This proposal introduces a new feature to monitor the progression of an ongoing partition rebalance executed by a Strimzi-managed Cruise Control instance via a KafkaRebalance
custom resource.
At this time, Strimzi users are able to execute partition rebalances via KafkaRebalance
custom resources but can only monitor the progression of those partition rebalances in two ways:
- Manually querying the Cruise Control REST API endpoint directly (which requires creating a custom Cruise Control REST API user or disabling HTTP Basic authentication).
- Inspecting the logs of the Cruise Control instance.
Unfortunately, neither of these methods are particularly user-friendly.
Information surrounding the progress of an executing partition rebalance is useful for planning future cluster operations, such as worker node maintenance, scaling, or upgrading brokers. Knowing details like the duration and data left to transfer for an ongoing partition rebalance can help users schedule maintenance windows effectively and assess the impact of continuing versus canceling a rebalance. While it is ideal to complete a rebalance before performing certain operations, such as draining nodes, having this information allows users to schedule these operations more optimally.
Further, having this information readily available and easily accessible via Kubernetes primitives, allows users and third-party tools like the Kubernetes CLI or 3rd party tools to easily track the progression of a partition rebalance.
Currently, the KafkaRebalance
custom resource references a ConfigMap
in the status.optimizationResult.afterBeforeLoadConfigMap
field which stores the estimated load on the brokers before and after the optimization proposal is executed.

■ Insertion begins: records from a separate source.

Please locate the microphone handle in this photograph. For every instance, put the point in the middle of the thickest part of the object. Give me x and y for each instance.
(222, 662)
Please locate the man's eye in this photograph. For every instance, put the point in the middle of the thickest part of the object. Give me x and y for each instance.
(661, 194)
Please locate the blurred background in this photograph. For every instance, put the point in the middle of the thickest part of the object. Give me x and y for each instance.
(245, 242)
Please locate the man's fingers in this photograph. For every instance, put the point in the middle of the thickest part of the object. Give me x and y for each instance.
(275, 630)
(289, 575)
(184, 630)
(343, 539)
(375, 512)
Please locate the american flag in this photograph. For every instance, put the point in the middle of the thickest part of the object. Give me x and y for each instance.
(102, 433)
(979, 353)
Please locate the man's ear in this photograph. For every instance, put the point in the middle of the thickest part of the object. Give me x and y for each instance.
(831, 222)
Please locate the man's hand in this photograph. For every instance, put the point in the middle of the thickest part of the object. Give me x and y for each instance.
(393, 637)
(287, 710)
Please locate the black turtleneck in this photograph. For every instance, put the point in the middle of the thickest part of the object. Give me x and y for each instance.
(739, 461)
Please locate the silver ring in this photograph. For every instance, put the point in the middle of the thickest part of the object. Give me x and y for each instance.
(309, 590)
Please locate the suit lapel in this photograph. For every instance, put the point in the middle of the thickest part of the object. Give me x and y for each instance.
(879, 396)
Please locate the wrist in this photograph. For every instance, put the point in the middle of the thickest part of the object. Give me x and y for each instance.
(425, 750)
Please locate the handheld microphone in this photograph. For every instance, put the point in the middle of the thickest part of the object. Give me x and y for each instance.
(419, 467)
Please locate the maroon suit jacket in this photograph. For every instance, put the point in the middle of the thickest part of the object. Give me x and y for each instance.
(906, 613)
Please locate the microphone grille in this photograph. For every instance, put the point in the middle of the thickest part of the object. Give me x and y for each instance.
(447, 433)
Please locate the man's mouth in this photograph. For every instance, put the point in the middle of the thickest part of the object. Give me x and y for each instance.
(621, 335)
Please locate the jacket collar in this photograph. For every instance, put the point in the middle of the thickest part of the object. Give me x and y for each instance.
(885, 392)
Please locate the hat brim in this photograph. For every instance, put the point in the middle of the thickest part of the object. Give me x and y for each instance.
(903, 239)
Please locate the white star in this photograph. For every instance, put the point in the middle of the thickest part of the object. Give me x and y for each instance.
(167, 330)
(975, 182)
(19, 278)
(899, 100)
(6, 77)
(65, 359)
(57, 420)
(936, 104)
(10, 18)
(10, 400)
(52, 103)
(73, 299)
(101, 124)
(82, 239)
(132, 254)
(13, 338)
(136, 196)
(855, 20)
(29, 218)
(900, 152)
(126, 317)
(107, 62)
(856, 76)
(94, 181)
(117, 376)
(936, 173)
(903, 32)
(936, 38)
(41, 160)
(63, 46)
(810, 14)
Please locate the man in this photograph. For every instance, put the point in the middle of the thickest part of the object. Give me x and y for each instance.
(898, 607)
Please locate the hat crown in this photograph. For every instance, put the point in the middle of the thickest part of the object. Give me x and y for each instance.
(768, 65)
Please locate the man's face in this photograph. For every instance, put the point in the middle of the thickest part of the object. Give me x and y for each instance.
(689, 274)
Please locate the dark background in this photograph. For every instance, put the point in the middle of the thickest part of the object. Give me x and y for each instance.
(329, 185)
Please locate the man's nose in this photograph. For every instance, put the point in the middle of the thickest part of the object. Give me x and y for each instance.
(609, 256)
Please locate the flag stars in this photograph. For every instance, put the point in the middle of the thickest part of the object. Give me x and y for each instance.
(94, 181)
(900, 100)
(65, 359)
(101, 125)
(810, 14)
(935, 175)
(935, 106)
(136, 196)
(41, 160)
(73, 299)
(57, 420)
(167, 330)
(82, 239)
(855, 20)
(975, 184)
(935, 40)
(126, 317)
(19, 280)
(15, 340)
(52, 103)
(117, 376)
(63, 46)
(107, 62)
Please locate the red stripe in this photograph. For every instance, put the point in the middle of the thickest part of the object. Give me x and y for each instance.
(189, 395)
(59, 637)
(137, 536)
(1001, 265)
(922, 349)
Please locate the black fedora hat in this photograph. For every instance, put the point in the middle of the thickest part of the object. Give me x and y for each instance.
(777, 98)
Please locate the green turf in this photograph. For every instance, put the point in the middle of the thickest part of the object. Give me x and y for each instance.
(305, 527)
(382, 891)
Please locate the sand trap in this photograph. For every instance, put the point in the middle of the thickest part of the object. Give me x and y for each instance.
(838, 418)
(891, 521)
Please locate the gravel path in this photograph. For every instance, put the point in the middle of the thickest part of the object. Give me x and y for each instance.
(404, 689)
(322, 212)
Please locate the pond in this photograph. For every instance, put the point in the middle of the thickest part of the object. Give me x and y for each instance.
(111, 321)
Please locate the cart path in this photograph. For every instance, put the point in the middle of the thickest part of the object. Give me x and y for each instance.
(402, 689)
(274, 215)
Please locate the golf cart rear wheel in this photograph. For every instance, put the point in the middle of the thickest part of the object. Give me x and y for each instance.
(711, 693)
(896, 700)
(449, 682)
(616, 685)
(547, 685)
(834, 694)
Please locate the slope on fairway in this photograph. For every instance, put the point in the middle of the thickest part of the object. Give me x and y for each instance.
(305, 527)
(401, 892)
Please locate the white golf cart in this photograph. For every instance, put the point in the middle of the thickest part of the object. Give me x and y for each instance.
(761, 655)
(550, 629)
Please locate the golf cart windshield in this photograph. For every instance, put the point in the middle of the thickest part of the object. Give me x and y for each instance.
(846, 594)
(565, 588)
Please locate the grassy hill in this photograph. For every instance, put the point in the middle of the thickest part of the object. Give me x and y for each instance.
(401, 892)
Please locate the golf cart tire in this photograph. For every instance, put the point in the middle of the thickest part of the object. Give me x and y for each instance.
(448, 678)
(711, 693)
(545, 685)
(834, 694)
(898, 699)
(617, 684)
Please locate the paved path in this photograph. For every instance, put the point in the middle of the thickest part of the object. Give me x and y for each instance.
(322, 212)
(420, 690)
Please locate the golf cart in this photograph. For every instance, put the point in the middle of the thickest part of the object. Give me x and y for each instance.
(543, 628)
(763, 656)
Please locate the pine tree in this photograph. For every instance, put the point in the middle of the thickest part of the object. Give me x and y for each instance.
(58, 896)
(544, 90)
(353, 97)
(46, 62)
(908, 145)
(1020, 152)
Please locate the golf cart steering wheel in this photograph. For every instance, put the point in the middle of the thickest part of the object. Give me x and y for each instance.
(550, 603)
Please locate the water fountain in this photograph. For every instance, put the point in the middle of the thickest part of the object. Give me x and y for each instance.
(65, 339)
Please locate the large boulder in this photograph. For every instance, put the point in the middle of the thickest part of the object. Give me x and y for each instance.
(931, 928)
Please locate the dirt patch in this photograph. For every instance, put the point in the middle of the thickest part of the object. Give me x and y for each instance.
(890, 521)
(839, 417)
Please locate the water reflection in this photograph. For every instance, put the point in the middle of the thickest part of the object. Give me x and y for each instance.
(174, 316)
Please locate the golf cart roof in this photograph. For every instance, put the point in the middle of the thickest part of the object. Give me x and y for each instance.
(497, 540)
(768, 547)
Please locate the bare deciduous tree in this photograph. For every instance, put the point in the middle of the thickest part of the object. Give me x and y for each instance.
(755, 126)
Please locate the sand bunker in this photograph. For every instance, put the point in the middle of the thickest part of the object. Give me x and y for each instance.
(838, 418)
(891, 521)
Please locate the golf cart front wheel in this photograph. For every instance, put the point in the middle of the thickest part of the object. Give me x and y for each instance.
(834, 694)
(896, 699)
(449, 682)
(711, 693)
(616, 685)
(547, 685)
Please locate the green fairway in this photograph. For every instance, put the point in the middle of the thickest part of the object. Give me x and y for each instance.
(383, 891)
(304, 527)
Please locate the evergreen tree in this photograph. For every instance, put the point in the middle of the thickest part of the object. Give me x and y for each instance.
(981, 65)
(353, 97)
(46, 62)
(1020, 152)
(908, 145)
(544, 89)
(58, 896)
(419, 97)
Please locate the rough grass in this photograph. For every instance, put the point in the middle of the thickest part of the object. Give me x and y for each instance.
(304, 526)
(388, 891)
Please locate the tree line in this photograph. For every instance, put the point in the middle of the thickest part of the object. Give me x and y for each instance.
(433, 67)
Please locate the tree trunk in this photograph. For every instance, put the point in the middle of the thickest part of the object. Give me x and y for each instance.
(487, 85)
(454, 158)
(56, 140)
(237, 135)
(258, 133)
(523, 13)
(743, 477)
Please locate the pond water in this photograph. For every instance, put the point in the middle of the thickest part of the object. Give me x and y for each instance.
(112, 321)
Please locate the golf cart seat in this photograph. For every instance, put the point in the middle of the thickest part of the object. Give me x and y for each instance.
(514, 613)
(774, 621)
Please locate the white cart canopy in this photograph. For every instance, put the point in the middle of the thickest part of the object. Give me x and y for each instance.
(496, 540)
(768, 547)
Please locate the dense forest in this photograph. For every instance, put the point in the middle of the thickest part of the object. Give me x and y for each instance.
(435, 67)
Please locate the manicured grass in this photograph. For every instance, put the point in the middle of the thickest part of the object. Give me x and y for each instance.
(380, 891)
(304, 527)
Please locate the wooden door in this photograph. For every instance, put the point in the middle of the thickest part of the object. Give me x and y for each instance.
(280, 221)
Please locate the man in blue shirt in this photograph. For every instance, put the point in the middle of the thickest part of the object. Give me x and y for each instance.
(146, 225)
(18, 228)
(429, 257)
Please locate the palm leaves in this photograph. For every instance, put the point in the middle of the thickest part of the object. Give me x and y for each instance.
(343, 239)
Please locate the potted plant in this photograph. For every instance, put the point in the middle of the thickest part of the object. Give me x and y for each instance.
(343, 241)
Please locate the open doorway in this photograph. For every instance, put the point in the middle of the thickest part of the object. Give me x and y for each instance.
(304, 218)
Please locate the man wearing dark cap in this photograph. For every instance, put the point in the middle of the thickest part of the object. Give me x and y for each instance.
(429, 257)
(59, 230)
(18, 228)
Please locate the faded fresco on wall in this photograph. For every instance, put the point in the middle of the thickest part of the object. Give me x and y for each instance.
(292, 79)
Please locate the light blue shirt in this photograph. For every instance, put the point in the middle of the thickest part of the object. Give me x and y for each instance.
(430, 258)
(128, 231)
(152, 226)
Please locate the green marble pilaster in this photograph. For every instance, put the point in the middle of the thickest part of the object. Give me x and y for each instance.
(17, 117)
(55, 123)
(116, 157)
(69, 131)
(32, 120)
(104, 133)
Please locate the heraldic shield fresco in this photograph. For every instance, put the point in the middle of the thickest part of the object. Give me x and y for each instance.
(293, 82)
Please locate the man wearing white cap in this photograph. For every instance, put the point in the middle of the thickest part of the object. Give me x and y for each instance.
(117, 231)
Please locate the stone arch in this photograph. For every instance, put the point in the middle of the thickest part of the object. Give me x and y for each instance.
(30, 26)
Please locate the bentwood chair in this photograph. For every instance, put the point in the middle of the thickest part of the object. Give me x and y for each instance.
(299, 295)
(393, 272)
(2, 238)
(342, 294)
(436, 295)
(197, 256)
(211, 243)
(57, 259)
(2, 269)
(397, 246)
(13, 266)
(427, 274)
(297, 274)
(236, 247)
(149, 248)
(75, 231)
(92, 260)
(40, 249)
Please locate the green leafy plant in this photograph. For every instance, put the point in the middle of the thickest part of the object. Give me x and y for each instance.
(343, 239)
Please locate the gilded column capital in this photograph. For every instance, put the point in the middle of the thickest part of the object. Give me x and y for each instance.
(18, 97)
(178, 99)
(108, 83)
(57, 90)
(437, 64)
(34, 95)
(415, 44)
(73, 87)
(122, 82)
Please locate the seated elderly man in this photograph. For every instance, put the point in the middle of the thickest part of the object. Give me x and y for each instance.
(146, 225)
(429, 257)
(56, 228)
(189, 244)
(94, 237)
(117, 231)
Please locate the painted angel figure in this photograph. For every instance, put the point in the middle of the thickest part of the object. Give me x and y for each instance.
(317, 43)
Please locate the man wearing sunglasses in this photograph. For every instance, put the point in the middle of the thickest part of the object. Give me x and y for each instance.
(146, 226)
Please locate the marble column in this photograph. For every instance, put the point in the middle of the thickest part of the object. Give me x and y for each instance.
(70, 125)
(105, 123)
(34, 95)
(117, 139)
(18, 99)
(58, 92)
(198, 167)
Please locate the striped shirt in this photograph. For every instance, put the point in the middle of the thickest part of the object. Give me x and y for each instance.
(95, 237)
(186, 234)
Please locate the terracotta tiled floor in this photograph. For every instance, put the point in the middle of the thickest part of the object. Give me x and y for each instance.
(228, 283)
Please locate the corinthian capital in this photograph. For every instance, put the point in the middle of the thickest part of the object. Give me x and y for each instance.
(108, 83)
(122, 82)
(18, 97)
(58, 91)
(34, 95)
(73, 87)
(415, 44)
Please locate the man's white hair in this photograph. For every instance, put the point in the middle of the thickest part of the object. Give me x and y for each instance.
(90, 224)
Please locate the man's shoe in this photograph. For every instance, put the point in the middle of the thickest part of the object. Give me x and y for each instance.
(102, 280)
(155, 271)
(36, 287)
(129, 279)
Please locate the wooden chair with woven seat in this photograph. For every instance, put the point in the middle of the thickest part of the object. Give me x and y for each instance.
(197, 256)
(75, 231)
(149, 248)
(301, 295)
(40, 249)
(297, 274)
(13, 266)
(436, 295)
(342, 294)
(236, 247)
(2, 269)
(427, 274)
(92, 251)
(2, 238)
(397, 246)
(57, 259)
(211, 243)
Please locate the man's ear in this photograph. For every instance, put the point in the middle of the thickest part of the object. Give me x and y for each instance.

This proposal extends the status section of the KafkaRebalance
custom resource to include a progress
section with a nested rebalanceProgressConfigMap
field to reference that same ConfigMap
.
This ConfigMap
will also be enhanced to contain information related to an ongoing partition rebalance.
The progress
section of the KafkaRebalance
resource will look like the following:
apiVersion: kafka.strimzi.io/v1beta2
kind: KafkaRebalance
metadata:
name: my-rebalance
spec: {}
status:
conditions:
- lastTransitionTime: "2024-11-05T15:28:23.995129903Z"
status: "True"
type: ProposalReady | Rebalancing | Stopped | NotReady | Ready
observedGeneration: 1
optimizationResult:
afterBeforeLoadConfigMap: my-rebalance
dataToMoveMB: 0
excludedBrokersForLeadership: []
excludedBrokersForReplicaMove: []
excludedTopics: []
intraBrokerDataToMoveMB: 0
monitoredPartitionsPercentage: 100
numIntraBrokerReplicaMovements: 0
numLeaderMovements: 16
numReplicaMovements: 0
onDemandBalancednessScoreAfter: 95.4347095948149
onDemandBalancednessScoreBefore: 89.4347095948149
provisionRecommendation: ""
provisionStatus: RIGHT_SIZED
recentWindows: 1
progress: [1]
rebalanceProgressConfigMap: my-rebalance [2]
[1] The progress
section will be visible during the ProposalReady
, Rebalancing
, Stopped
, NotReady
and Ready
states.
[2] The ConfigMap
containing information related to the ongoing partition rebalance.
In the ConfigMap
, we will add the following fields:
- estimatedTimeToCompletionInMinutes: The estimated time it will take in minutes until the partition rebalance is complete.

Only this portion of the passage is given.